O gossip desempenha, desde sempre, um papel importante em manter a nossa sociedade conectada. Mas se, num passado distante, o poder do gossip era uma skill de sobrevivência e integração, nos dias que correm a fronteira entre a naturalidade lúdica de um mexerico inofensivo e o poder destrutivo de falar dos outros levianamente é muito ténue.
“Some people talk about other people’s failures with so much pleasure that you would swear they are talking about their own successes.” - Mokokoma Mokhonoana
Fotografia de Branislav Simoncik
Fotografia de Branislav Simoncik
Somos seres humanos e compartilhar informações uns sobre os outros faz parte de quem somos em sociedade. Que atire a primeira pedra quem nunca espalhou um mexerico. Essa vontade de compartilhar uma notícia suculenta acabada de saber é intrínseca ao ser humano, uma característica natural da nossa espécie. Segundo os sociólogos, o gossip é provavelmente uma relíquia do nosso passado evolutivo. Por uma questão de sobrevivência, quase sempre foi necessário saber sobre a vida das pessoas em redor: quem tinha amigos poderosos, quem dormia com quem, quem tinha recursos limitados e quem seria capaz de (nos) apunhalar pelas costas quando surgisse uma dificuldade. Esse conhecimento ajudou as pessoas a progredir socialmente — e quem não estava interessado em saber sobre a vida dos outros não era bom a atrair nem a manter companheiros ou alianças, acabando por ser afastado ou eliminado.

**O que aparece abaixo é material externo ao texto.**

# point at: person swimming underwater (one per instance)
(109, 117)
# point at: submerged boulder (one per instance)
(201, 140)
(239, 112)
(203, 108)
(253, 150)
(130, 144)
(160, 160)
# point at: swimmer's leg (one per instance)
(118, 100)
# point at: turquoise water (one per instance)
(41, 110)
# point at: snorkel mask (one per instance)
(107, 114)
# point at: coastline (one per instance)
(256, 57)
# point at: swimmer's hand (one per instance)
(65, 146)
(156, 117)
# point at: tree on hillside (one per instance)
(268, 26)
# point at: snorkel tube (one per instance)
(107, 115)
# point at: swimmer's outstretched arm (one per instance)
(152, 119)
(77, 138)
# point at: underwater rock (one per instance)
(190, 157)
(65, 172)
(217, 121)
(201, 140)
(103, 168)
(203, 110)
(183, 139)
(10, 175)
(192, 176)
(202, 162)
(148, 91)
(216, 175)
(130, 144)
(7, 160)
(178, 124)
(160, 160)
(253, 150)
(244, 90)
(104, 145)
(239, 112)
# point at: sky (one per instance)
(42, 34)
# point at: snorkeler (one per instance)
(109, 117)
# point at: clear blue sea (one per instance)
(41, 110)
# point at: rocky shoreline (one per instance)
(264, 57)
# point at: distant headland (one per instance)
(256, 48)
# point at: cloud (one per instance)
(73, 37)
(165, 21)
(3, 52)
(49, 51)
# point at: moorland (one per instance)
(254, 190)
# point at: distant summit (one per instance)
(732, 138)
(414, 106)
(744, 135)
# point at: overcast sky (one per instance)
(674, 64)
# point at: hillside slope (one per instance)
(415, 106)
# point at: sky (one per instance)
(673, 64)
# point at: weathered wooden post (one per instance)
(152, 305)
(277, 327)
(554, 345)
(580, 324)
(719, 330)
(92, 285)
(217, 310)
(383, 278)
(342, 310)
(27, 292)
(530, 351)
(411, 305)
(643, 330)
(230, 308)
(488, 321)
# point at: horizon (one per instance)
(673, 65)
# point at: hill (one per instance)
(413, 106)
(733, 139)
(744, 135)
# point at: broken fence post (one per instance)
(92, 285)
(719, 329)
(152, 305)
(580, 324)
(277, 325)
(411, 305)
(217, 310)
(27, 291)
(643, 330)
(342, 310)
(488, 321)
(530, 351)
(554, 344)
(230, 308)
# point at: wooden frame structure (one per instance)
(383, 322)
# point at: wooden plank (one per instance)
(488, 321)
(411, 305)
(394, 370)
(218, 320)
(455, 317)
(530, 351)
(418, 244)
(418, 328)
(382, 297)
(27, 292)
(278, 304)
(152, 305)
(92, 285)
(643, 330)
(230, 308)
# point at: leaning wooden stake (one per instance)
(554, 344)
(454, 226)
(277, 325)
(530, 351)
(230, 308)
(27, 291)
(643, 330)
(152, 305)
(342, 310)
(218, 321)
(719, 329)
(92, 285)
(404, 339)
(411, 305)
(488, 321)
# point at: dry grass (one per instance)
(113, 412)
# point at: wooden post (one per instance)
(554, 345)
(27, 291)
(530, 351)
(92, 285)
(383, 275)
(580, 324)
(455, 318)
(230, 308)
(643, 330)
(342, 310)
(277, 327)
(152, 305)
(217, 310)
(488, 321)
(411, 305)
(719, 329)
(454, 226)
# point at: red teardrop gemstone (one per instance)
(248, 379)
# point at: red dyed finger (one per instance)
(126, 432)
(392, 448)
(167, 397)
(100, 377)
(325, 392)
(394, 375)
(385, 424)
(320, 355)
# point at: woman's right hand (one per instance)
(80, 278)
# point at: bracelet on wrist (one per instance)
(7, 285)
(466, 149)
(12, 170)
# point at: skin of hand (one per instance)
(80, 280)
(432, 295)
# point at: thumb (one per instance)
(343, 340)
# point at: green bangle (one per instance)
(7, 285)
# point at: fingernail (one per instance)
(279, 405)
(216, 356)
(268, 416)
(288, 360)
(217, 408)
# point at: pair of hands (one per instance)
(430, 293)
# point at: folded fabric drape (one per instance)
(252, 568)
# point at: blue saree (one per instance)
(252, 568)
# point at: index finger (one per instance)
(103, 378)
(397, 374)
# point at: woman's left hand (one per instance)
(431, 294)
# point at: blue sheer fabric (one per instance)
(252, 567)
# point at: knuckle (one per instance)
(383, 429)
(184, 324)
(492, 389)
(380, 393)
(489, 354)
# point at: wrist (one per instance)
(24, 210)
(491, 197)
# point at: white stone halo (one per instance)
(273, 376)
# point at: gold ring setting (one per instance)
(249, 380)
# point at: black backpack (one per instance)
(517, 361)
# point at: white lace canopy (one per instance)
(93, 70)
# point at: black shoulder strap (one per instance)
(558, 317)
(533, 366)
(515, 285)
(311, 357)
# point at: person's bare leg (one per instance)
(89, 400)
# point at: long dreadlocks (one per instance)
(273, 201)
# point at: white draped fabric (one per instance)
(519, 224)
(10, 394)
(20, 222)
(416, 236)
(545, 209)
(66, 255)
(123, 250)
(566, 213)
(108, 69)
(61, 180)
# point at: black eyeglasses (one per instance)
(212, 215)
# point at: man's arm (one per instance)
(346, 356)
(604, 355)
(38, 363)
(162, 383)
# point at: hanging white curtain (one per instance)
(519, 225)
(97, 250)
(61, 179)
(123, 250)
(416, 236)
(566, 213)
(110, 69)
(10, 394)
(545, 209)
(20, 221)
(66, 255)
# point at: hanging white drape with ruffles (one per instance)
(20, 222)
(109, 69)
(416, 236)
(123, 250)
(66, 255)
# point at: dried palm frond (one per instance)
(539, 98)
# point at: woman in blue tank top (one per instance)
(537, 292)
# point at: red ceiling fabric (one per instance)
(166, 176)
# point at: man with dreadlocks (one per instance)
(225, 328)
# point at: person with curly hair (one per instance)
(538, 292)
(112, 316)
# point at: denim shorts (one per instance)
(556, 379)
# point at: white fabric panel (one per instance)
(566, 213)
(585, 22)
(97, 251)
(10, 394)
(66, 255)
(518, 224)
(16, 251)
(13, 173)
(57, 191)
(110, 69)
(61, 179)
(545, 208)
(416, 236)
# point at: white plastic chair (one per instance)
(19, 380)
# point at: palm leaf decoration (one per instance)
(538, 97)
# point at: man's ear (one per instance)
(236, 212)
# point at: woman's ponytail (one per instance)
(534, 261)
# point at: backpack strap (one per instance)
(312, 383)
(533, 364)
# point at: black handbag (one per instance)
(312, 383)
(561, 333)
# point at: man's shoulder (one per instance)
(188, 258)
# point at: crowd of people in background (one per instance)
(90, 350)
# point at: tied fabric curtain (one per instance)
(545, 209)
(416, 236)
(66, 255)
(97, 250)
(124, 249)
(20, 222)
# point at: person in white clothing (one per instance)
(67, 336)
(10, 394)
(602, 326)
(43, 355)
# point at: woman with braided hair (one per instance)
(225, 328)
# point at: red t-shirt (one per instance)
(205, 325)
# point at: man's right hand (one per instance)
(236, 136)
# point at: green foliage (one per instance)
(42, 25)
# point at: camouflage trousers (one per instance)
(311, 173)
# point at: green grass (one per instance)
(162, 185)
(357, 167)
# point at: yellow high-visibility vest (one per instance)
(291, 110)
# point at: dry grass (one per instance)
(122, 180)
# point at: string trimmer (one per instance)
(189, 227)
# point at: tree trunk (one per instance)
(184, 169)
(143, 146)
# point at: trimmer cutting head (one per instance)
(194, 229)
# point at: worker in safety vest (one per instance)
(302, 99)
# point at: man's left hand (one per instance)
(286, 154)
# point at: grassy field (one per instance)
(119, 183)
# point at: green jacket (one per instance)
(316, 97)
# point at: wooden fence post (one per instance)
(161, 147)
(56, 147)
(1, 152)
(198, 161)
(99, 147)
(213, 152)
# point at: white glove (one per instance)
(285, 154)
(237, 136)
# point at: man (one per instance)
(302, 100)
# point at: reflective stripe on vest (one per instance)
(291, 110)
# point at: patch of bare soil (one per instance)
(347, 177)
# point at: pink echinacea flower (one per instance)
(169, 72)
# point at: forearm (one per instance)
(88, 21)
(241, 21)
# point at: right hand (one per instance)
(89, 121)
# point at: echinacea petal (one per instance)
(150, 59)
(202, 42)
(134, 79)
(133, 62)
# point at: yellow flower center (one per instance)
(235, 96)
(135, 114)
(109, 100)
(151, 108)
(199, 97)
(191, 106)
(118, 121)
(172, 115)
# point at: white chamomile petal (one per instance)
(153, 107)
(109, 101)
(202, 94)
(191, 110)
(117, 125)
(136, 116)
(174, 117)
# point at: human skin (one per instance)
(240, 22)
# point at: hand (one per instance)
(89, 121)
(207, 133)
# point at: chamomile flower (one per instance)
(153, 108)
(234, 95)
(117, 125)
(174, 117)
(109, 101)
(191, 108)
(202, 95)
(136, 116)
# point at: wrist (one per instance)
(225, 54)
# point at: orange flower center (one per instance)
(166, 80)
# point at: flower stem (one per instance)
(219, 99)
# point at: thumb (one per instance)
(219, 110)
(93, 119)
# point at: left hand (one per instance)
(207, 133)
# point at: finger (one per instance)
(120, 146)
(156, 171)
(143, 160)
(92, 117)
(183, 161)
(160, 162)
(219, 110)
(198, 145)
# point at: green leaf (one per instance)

O gossip desempenha, desde sempre, um papel importante em manter a nossa sociedade conectada. Mas se, num passado distante, o poder do gossip era uma skill de sobrevivência e integração, nos dias que correm a fronteira entre a naturalidade lúdica de um mexerico inofensivo e o poder destrutivo de falar dos outros levianamente é muito ténue. Numa sociedade cada vez mais informada (mas nem por isso mais tolerante), a falta de noção do que o gossip pode alimentar a alienação ou até a destruição de vidas privadas que se tornam públicas, julgadas e condenadas, só pelo prazer leviano de coscuvilhar.
No filme Dúvida, brilhantemente interpretado por Philip Seymour Hoffman (padre Flynn) e Meryl Streep (irmã Aloysius) há um diálogo em que o padre, ele próprio vítima dos mexericos e julgamentos da irmã, partilha uma parábola, que é para mim, a melhor descrição do poder irreversível do gossip: “Uma mulher estava a coscuvilhar com uma amiga sobre um homem que mal conheciam — sei que nenhum de vós alguma vez o fez. Nessa noite teve um sonho: uma grande mão apareceu por cima dela e apontou para baixo. Ela foi imediatamente surpreendida por um sentimento de culpa avassalador. No dia seguinte foi confessar-se. Foi ter com um velho pároco, o Padre O' Rourke, e contou-lhe tudo. ‘Falar dos outros é pecado?’ perguntou. ‘Era a mão de Deus Todo Poderoso a apontar para mim? Devo pedir a sua absolvição? Padre, será que fiz algo de errado?’, ‘Sim’, respondeu o padre. ‘Sim, mulher ignorante e mal-educada. Levantaste um falso testemunho sobre o teu vizinho. Destruíste a reputação dele, devias ter vergonha.’ A mulher disse que lamentava e pediu perdão. ‘Não tão rápido’, disse o padre. ‘Quero que vás para casa, pegues numa almofada, subas ao telhado e depois abras a almofada com uma faca. Depois disso podes voltar aqui.’ A mulher foi para casa: tirou uma almofada da cama, uma faca da gaveta, subiu pela escada de incêndio até ao telhado e esfaqueou a almofada. Depois regressou para junto do pároco, conforme as instruções. ‘Abriste o travesseiro com uma faca?’, perguntou. ‘Sim, padre.’ ‘E qual foi o resultado?’, ‘Penas’, disse ela. ‘Penas?’, repetiu ele. ‘Penas em todo o lado, padre.’ ‘Agora quero que voltes lá e reúnas todas as penas que voaram com o vento.’ ‘Bem’, disse ela, isso não pode ser feito. Eu não sei onde foram parar. O vento espalhou-as por toda a parte.’ ‘Isso’, disse o padre, ‘são os mexericos.’”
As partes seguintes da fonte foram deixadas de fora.